During the time of application, patient is advised to occasionally rub in circular motions on the top surface 4 of the chamber 2 in order to enhance mixing of electrolytic substance, therapeutic agents and others thus further effectively facilitating both active and passive absorption processes. Since occasional mixing of electrolytic solution would enhance interaction of fresh electrolytic molecules and micro-electrodes of Voltaic cell system; therefore, increasing electrical production which in turn boosting the iontophoretic process. In a similar manner, occasional mixing of the medication gel layer 8 would enhance interaction of therapeutic agents with micro-needles' tips 13; therefore, increasing the effectiveness of iontophoretic transport.

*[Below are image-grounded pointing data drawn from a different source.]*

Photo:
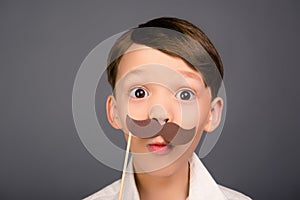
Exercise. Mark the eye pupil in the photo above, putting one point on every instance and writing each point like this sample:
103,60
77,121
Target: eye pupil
140,93
185,95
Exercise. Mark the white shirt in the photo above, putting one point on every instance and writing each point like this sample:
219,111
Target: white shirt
202,186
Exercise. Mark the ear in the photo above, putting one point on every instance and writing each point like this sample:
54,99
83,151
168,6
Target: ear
112,113
215,115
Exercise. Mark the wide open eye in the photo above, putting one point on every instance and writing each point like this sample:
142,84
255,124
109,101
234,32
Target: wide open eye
138,92
185,95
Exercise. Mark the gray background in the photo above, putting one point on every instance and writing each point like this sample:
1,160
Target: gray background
43,43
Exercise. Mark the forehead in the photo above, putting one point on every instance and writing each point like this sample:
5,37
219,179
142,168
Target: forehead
139,55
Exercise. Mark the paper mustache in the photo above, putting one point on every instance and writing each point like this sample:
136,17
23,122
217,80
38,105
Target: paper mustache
170,131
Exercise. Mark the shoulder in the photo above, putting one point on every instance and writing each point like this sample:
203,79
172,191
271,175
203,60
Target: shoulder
110,192
232,194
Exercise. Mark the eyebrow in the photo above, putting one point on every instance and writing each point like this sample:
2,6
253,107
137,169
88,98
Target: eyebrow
192,75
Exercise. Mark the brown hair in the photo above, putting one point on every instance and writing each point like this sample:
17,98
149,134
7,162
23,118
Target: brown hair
176,37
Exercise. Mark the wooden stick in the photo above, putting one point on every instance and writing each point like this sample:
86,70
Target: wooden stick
125,166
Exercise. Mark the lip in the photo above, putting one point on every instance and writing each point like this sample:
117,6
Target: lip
160,148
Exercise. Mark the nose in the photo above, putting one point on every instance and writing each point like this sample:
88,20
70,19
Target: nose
158,113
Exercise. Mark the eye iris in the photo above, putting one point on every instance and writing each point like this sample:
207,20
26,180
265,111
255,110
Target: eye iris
140,93
185,95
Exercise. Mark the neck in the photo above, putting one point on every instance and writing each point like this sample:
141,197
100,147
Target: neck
160,187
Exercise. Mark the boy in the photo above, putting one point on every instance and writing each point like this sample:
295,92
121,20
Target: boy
165,75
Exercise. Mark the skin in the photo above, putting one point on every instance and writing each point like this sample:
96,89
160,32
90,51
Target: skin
170,181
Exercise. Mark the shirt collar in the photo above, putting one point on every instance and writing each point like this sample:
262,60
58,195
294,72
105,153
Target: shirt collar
202,185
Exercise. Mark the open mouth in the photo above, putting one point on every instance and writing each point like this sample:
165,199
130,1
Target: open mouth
160,148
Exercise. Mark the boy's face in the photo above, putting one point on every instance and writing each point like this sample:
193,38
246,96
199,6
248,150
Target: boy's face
153,85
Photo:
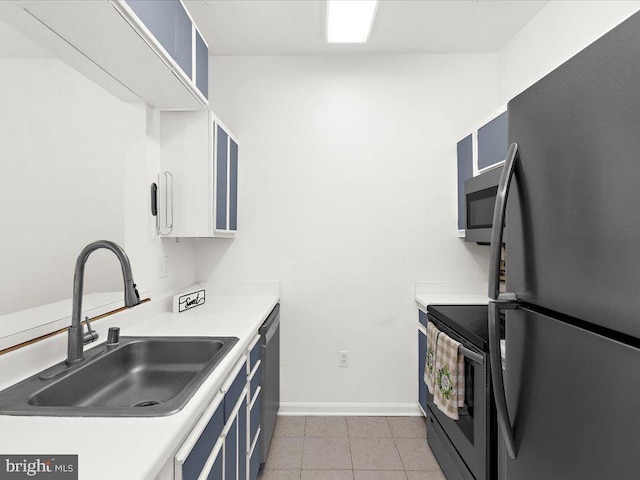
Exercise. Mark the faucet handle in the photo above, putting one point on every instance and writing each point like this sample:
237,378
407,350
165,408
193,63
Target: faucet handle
91,335
113,337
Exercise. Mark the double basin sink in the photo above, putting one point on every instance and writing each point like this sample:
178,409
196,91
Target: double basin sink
138,377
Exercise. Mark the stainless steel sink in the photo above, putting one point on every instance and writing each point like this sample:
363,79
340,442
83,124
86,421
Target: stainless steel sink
139,377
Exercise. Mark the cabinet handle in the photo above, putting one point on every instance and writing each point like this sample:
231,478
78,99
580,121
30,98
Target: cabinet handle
168,205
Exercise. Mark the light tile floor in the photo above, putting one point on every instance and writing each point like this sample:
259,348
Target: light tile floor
350,448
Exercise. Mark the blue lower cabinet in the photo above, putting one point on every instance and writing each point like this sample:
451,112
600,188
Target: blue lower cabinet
242,440
422,357
254,356
231,452
232,396
192,466
255,382
216,470
254,419
254,463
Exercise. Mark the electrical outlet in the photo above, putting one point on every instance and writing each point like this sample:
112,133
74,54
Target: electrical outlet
163,267
343,359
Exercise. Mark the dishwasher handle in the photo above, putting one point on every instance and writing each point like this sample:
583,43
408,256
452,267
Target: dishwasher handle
271,330
271,324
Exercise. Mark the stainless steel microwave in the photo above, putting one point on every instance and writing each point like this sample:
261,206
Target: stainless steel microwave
480,197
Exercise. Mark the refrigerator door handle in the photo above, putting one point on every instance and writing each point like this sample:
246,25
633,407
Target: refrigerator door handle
499,212
497,380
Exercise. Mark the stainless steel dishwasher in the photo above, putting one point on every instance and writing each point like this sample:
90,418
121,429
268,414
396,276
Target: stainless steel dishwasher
270,349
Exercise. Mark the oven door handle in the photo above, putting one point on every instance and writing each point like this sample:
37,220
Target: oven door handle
471,355
495,358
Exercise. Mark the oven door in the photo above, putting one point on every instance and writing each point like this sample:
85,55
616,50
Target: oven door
468,434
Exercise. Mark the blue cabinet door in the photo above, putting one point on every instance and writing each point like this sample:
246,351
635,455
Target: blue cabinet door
198,456
230,452
254,464
254,422
422,357
233,185
221,178
242,441
202,66
216,470
184,40
159,16
492,142
465,172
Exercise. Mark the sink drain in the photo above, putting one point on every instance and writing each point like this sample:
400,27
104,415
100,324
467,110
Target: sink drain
146,403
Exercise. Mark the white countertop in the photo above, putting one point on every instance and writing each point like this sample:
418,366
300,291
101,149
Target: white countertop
451,293
137,448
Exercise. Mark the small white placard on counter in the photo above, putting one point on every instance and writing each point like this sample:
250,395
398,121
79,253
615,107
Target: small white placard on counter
186,301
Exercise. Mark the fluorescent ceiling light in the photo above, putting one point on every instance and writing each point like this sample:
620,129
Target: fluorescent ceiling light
349,21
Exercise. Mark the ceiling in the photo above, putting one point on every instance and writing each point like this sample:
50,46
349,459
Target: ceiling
297,27
14,44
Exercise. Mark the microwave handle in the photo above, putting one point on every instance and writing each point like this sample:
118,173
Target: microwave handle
498,224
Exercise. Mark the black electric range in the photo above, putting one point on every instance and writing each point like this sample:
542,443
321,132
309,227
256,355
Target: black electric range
469,321
466,448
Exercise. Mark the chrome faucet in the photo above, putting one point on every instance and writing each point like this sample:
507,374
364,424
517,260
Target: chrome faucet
77,339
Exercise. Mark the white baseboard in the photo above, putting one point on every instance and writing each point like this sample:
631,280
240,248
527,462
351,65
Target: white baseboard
351,409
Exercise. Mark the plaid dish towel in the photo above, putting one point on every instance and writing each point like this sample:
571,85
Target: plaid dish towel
430,366
449,373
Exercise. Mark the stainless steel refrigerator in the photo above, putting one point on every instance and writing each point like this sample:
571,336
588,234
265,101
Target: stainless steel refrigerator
569,200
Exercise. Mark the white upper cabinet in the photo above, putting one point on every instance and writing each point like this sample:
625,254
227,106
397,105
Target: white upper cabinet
201,156
137,49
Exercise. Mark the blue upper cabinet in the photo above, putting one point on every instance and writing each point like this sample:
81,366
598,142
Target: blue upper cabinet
159,16
170,24
184,40
222,169
492,142
202,65
465,172
226,182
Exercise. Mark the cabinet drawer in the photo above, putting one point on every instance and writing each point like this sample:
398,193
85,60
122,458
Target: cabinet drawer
254,354
197,448
254,461
242,440
232,396
216,471
231,451
254,416
256,381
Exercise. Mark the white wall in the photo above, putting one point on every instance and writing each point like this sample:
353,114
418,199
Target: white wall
559,31
63,181
348,196
77,165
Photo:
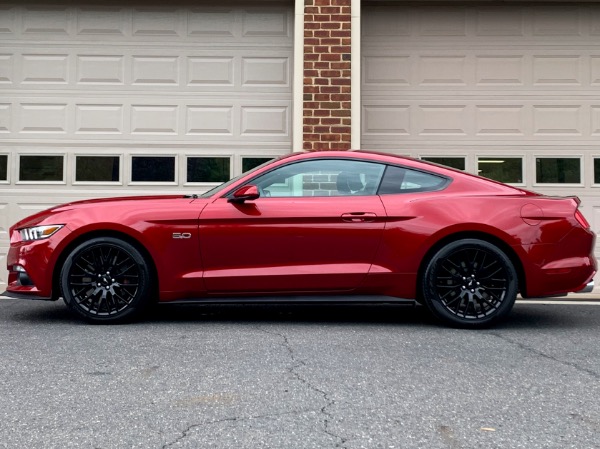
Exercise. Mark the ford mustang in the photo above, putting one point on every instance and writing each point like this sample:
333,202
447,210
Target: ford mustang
346,226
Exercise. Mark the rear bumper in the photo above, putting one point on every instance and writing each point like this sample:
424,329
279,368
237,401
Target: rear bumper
588,288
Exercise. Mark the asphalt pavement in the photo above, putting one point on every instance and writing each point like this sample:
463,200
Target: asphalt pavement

In addition, rubbing would also enhance passive absorption processes as well; since more fresh active molecules are coming into contact with the skin. Also as the blood circulation of the skin is well circulated, the passive absorption process would in turn be greatly enhanced since the absorbed therapeutic agents are quickly transported away the skin area thus favorably increasing the concentration gradient of the therapeutic agents across the skin barrier.
The foregoing is considered as illustrative only of the principles of the invention. Further, since numerous modifications and changes will readily occur to those skilled in the art, for instance, the size and shape of the micro-needles, the needles' tips in particular, the number and ratio of different types of micro-needles, the location and arrangement of micro-needles on the needle sheet, the materials of choice . . . etc. It is not desired to limit the invention to the exact construction and operation shown and described, and accordingly all suitable modifications and equivalents may be resorted to, falling within the scope of the invention.